Dekan Fakultas Ekonomi Unwira Kupang ini mengatakan itu terkait implementasi dari kebijakan Bank Indonesia yang menurunkan BI Rate atau suku bunga acuan sebesar 25 bps menjadi 7 persen dari sebelumnya 7,25 persen termasuk memutuskan akan menurunkan giro wajib minimum (GWM) primer dalam rupiah dari 7,50 persen ke level 6,50 persen pada 16 Maret mendatang dan realisasinya di lapangan.

Menurut dia, penurunan GWM tersebut sangat positif bagi perbankan dalam memutar uangnya di masyarakat dan dunia usaha, sehingga perlu ada konsistensi dari pihak Bank BUMN sebagai motor dan teladan bagi bank non pemerintah atau lembaga keuangan non bank yang ada.

Hal itu menurut dia, apabila OJK tidak tegas melakukan pengawasan dalam hal realiasi dari kebijakan itu di tingkat bawah dan masih terjadi praktik tingkat bunga kredit yang tinggi oleh berbagai bank di Indonesia diyakini akan berpotensi membuat orang malas berusaha dan dampaknya sangat dirasakan oleh UMKM.

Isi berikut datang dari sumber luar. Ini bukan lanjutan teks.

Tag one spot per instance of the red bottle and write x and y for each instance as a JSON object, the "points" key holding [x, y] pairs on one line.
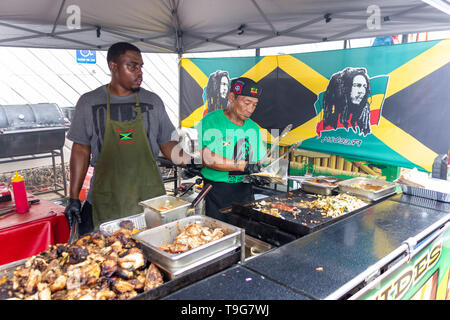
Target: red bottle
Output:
{"points": [[20, 195]]}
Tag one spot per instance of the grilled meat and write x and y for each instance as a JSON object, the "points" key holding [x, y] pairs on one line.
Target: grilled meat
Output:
{"points": [[193, 236], [153, 278], [93, 268]]}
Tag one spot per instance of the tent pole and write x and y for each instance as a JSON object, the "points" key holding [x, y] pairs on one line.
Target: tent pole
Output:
{"points": [[180, 56]]}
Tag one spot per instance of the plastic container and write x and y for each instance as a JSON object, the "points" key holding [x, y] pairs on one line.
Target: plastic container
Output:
{"points": [[5, 194], [20, 194]]}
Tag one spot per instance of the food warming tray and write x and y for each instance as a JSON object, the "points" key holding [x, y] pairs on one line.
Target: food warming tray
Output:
{"points": [[156, 216], [306, 221], [108, 228], [320, 185], [178, 264], [373, 195]]}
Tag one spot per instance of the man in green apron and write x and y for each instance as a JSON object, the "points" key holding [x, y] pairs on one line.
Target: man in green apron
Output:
{"points": [[119, 129], [231, 147]]}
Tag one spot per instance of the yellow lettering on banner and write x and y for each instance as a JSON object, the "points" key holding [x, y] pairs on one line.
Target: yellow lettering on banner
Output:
{"points": [[195, 72], [303, 73], [194, 117], [402, 143], [265, 66], [419, 67]]}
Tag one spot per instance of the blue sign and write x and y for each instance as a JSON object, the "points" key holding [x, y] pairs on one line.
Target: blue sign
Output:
{"points": [[86, 56]]}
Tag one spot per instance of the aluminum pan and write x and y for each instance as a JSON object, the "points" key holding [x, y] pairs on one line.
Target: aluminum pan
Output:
{"points": [[155, 217], [346, 186], [153, 238], [319, 188]]}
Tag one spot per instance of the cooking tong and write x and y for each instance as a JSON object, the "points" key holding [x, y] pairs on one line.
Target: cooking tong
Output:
{"points": [[12, 207], [276, 142], [73, 232]]}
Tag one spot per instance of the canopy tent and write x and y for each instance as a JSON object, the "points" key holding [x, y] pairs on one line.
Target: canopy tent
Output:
{"points": [[188, 26]]}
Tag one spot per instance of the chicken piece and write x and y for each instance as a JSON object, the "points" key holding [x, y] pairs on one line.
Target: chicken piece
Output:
{"points": [[52, 272], [126, 224], [60, 295], [77, 254], [105, 294], [44, 291], [90, 273], [98, 240], [108, 267], [33, 279], [124, 236], [83, 241], [153, 277], [116, 246], [120, 285], [138, 285], [124, 273], [59, 283], [133, 260], [127, 295]]}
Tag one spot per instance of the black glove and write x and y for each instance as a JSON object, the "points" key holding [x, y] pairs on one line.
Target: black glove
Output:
{"points": [[192, 169], [73, 209], [252, 168]]}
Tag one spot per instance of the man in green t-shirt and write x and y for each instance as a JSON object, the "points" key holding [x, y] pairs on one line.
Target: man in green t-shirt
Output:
{"points": [[231, 146]]}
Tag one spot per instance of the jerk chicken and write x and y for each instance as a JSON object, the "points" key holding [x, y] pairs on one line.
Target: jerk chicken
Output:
{"points": [[95, 267], [193, 236]]}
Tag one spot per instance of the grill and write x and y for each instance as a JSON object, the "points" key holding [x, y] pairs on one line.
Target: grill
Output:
{"points": [[286, 228], [32, 131]]}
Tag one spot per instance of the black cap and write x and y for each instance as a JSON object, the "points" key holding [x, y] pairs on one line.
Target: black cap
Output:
{"points": [[245, 87]]}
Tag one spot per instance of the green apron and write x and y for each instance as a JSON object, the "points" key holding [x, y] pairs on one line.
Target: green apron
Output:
{"points": [[126, 171]]}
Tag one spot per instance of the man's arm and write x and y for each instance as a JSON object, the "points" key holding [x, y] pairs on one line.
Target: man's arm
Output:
{"points": [[79, 163], [217, 162], [172, 151]]}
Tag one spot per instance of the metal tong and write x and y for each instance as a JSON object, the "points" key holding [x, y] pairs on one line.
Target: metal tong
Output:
{"points": [[73, 232], [271, 166], [276, 142]]}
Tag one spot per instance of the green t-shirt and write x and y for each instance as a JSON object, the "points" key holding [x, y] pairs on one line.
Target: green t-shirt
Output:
{"points": [[231, 141]]}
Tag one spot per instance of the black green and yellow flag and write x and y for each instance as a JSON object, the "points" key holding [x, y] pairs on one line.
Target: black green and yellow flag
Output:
{"points": [[385, 104]]}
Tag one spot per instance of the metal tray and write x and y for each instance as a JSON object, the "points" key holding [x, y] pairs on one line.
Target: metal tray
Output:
{"points": [[155, 217], [177, 264], [309, 185], [346, 186], [108, 228], [427, 193]]}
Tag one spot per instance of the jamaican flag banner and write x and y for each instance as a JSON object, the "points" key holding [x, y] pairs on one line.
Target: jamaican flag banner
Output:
{"points": [[385, 104]]}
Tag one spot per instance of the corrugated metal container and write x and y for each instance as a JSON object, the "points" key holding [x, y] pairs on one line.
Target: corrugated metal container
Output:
{"points": [[31, 129]]}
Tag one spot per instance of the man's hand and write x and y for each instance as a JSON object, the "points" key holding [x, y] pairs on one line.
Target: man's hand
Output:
{"points": [[73, 211], [252, 168]]}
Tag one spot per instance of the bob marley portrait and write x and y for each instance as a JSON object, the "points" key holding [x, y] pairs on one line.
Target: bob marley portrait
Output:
{"points": [[345, 101], [217, 91]]}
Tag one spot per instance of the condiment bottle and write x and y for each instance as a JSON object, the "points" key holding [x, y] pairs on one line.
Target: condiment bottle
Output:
{"points": [[20, 195]]}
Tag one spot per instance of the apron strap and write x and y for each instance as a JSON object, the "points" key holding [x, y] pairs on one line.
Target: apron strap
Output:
{"points": [[137, 107]]}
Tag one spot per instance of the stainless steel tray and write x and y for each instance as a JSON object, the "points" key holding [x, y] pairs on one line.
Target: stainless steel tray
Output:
{"points": [[155, 217], [108, 228], [176, 264], [347, 186], [309, 185], [427, 193]]}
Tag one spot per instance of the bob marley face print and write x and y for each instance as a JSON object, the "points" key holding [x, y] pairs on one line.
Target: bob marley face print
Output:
{"points": [[345, 102], [359, 88], [217, 91]]}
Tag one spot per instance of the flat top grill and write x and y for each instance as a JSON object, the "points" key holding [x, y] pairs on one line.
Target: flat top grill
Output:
{"points": [[303, 220], [31, 129]]}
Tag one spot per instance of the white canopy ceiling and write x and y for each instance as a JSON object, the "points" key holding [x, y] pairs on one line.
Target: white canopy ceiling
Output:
{"points": [[188, 26]]}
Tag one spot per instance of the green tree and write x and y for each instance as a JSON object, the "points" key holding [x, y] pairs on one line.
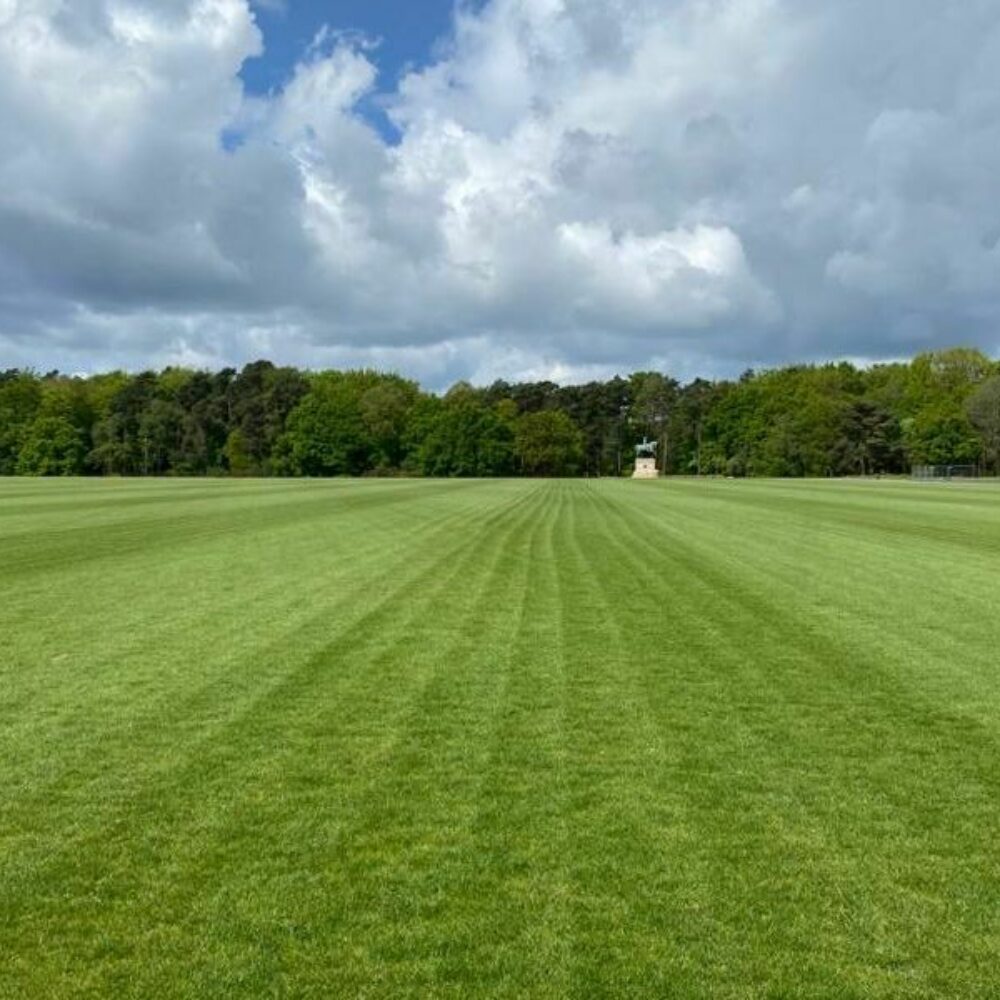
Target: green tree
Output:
{"points": [[548, 443], [20, 399], [53, 446], [983, 410]]}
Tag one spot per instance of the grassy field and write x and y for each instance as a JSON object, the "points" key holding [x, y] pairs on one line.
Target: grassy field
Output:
{"points": [[554, 739]]}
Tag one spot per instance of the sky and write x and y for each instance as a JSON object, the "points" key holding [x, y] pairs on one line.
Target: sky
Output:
{"points": [[515, 189]]}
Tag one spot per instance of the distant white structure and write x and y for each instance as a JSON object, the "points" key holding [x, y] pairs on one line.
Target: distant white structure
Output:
{"points": [[645, 461]]}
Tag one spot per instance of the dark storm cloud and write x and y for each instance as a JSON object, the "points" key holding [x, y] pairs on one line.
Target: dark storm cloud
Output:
{"points": [[581, 186]]}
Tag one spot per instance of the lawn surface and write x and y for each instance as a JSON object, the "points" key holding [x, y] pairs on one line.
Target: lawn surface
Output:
{"points": [[553, 739]]}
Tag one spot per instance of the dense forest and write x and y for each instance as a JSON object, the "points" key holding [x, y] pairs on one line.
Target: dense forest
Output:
{"points": [[826, 420]]}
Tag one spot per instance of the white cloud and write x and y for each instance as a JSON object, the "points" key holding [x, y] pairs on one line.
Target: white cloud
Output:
{"points": [[580, 186]]}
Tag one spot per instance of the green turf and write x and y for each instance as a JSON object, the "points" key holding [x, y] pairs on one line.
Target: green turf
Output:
{"points": [[554, 739]]}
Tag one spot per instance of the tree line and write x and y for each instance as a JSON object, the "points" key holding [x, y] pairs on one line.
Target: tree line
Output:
{"points": [[941, 408]]}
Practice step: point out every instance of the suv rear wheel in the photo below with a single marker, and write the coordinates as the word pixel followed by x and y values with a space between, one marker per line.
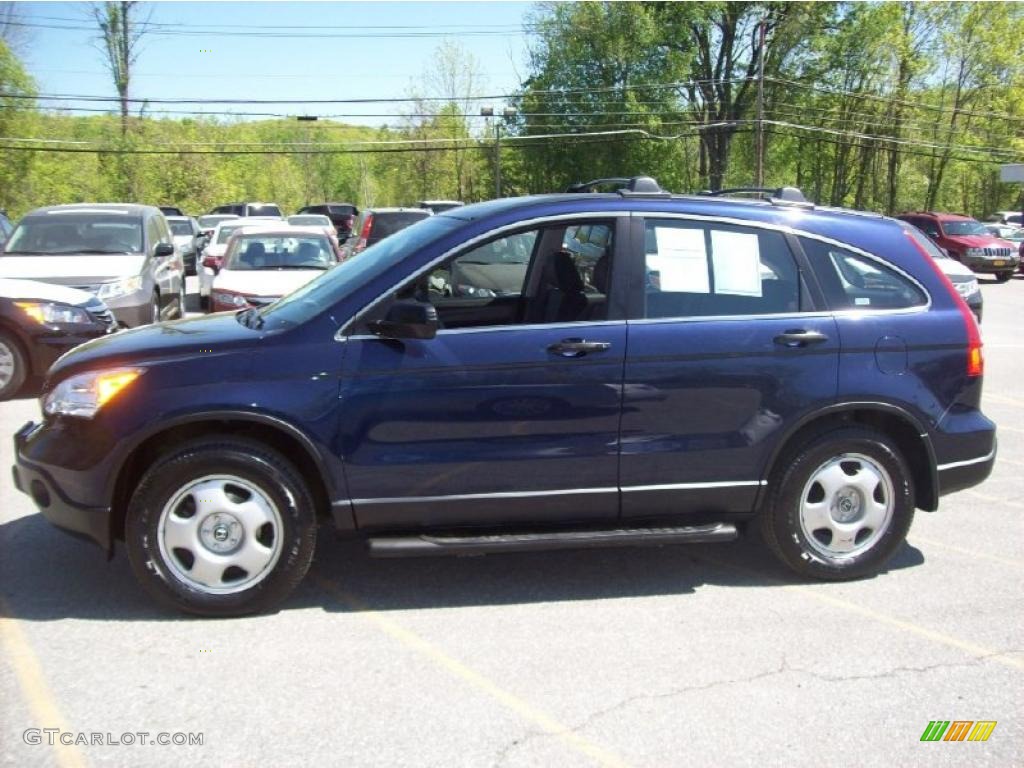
pixel 841 506
pixel 221 527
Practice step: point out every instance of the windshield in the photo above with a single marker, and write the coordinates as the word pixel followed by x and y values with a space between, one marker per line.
pixel 250 252
pixel 327 290
pixel 264 210
pixel 77 232
pixel 956 228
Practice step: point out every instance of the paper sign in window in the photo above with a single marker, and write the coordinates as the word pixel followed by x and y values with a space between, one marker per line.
pixel 681 260
pixel 736 260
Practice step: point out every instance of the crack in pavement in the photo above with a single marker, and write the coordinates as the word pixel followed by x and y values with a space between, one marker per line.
pixel 783 668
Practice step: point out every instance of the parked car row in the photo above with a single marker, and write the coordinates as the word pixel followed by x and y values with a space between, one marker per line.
pixel 969 242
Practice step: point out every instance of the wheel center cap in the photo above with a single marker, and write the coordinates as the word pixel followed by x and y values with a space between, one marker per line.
pixel 847 505
pixel 220 532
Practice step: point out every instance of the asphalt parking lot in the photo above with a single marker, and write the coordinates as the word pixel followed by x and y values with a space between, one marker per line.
pixel 709 655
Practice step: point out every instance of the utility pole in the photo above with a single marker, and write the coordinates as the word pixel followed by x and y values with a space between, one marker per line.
pixel 498 160
pixel 509 114
pixel 759 173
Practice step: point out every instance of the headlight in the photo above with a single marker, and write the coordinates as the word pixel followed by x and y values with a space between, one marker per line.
pixel 84 394
pixel 476 293
pixel 120 288
pixel 46 313
pixel 968 288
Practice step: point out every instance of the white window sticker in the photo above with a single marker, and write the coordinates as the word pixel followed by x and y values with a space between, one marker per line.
pixel 736 259
pixel 681 260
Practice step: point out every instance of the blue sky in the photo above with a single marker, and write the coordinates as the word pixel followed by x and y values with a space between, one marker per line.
pixel 337 66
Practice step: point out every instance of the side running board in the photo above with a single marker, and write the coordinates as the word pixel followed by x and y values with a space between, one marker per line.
pixel 434 544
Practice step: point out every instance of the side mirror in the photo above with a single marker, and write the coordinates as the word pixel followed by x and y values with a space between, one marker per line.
pixel 407 320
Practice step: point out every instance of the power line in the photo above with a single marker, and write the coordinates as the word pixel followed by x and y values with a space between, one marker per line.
pixel 276 35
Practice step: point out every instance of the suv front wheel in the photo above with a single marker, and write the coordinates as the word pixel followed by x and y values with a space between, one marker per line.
pixel 221 527
pixel 841 506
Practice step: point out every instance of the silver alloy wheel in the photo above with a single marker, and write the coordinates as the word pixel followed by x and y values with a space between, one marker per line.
pixel 7 364
pixel 220 535
pixel 846 506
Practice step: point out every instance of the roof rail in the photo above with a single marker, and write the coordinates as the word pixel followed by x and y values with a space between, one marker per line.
pixel 635 186
pixel 776 196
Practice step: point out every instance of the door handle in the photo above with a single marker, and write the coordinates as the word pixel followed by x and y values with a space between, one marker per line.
pixel 577 347
pixel 800 338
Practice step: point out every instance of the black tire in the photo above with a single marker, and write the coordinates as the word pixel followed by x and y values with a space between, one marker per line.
pixel 181 299
pixel 252 462
pixel 19 366
pixel 780 516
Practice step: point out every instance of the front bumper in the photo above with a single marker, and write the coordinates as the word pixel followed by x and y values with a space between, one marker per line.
pixel 44 486
pixel 44 348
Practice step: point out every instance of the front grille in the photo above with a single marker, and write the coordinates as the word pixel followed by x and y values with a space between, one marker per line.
pixel 261 300
pixel 99 312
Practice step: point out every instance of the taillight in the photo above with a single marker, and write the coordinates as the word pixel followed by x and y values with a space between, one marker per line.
pixel 975 356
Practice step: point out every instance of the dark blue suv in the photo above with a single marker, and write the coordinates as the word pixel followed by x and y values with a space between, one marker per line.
pixel 482 382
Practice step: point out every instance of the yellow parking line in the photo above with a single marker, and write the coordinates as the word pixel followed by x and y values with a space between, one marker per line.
pixel 979 651
pixel 477 680
pixel 1001 398
pixel 969 552
pixel 37 693
pixel 973 649
pixel 993 499
pixel 1004 428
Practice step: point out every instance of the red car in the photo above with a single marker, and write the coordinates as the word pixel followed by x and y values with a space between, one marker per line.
pixel 967 241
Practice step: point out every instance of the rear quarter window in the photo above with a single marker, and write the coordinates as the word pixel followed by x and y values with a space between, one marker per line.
pixel 386 224
pixel 851 281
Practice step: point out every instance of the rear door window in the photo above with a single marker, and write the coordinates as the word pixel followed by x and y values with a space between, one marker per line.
pixel 852 281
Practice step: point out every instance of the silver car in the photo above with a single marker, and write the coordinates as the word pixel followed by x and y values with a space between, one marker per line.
pixel 123 254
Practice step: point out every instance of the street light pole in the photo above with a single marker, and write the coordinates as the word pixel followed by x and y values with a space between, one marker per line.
pixel 759 173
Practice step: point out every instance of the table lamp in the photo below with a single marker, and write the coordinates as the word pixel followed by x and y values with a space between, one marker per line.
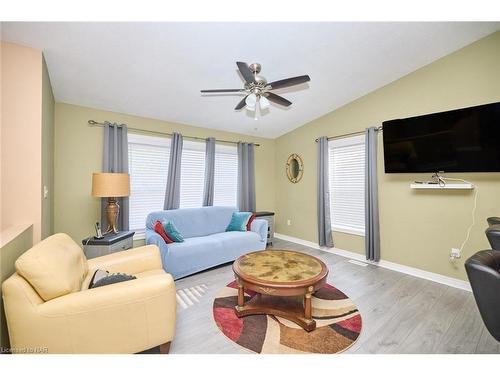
pixel 111 186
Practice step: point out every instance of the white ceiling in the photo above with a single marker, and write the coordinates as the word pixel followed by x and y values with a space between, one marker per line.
pixel 157 69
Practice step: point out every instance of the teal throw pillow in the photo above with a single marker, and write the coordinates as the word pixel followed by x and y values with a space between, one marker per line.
pixel 238 222
pixel 172 231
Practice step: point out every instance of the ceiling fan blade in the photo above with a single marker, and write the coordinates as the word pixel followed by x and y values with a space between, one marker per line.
pixel 241 104
pixel 289 82
pixel 221 90
pixel 245 72
pixel 278 99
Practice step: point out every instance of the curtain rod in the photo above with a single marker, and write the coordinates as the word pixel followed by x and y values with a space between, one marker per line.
pixel 95 123
pixel 348 134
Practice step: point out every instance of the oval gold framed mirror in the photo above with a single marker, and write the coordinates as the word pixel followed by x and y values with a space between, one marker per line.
pixel 294 168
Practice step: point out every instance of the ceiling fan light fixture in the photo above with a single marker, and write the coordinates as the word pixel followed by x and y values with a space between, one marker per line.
pixel 264 103
pixel 251 100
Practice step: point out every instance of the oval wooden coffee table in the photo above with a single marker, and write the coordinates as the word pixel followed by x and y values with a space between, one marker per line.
pixel 284 281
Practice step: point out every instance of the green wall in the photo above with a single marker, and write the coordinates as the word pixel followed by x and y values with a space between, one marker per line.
pixel 417 228
pixel 47 153
pixel 21 239
pixel 79 153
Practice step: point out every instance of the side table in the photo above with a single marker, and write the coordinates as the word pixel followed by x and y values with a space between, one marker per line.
pixel 111 243
pixel 269 216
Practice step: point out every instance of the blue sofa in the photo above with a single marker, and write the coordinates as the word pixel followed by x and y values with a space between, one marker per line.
pixel 206 243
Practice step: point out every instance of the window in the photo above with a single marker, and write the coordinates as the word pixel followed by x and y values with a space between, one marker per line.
pixel 226 175
pixel 148 167
pixel 347 184
pixel 192 174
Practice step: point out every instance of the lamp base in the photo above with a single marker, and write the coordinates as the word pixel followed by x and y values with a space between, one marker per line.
pixel 112 212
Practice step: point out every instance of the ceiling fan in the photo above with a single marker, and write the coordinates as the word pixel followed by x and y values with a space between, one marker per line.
pixel 258 90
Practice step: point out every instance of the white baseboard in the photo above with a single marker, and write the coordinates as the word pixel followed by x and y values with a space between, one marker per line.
pixel 436 277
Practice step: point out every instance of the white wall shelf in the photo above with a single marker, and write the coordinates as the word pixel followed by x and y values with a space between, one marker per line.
pixel 447 186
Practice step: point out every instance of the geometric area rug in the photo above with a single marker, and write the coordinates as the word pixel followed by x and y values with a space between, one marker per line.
pixel 337 318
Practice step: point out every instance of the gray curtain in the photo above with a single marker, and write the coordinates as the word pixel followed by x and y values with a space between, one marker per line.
pixel 372 233
pixel 324 221
pixel 208 187
pixel 246 177
pixel 173 190
pixel 115 161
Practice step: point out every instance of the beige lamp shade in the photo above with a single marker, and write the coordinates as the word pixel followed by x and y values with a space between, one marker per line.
pixel 106 185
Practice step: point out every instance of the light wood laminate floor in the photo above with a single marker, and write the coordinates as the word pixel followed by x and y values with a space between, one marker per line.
pixel 401 313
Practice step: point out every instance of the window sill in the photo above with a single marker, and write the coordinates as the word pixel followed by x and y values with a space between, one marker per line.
pixel 353 231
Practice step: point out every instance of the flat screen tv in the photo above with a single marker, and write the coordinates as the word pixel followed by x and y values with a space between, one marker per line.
pixel 462 140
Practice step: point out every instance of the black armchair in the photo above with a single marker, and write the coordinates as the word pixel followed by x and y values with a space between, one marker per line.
pixel 483 271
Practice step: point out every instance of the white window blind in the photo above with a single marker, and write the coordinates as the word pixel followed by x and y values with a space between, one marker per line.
pixel 347 184
pixel 192 174
pixel 148 168
pixel 226 175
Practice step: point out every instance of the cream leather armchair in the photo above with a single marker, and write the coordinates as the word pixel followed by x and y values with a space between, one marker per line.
pixel 49 307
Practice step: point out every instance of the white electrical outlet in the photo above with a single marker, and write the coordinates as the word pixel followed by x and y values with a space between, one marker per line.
pixel 455 253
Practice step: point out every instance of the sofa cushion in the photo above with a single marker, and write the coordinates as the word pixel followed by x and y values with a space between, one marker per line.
pixel 194 222
pixel 158 228
pixel 54 267
pixel 172 231
pixel 239 221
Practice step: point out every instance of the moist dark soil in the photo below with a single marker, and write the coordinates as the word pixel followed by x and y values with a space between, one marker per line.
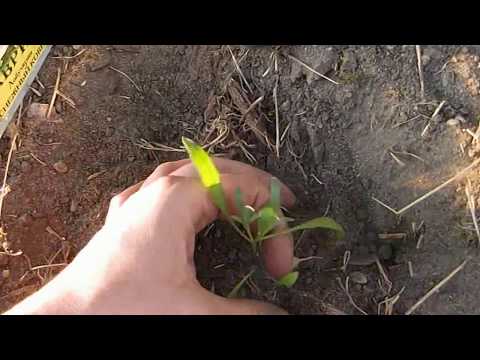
pixel 372 135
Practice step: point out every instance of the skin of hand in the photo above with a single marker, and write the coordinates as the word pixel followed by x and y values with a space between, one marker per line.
pixel 141 261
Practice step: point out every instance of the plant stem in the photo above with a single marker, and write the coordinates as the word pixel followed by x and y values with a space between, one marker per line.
pixel 240 232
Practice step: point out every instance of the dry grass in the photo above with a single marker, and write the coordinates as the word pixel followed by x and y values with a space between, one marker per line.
pixel 432 192
pixel 127 77
pixel 436 287
pixel 313 70
pixel 346 289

Ia juga yakin bahwa suku bunga tinggi, orang senang untuk makan riba dan mengajak orang malas untuk berusaha atau mengalihkan uangnnya ke tempat lain, termasuk ke luar negeri sehingga yang rugi adalah negara dan daerah.

“Dengan suku bunga yang tinggi maka orang-orang yang memiliki kelebihan uang akan cenderung untuk menempatkan uang di bank dan mengambil keuntungan bunga yang tinggi dan enggan mengembangkan usaha untuk pembukaan dan penambahan lapangan kerja serta perputaran uang dalam negeri emakin lancar dan efektif serta efisien,” katanya.

Hal itu pula kata dia, akan berdampak negatif kepada orang-orang yang ingin bekerja atau membuka lapangan pekerjaan karena ongkosnya yang mahal karena dibebani pinjaman berbunga tinggi.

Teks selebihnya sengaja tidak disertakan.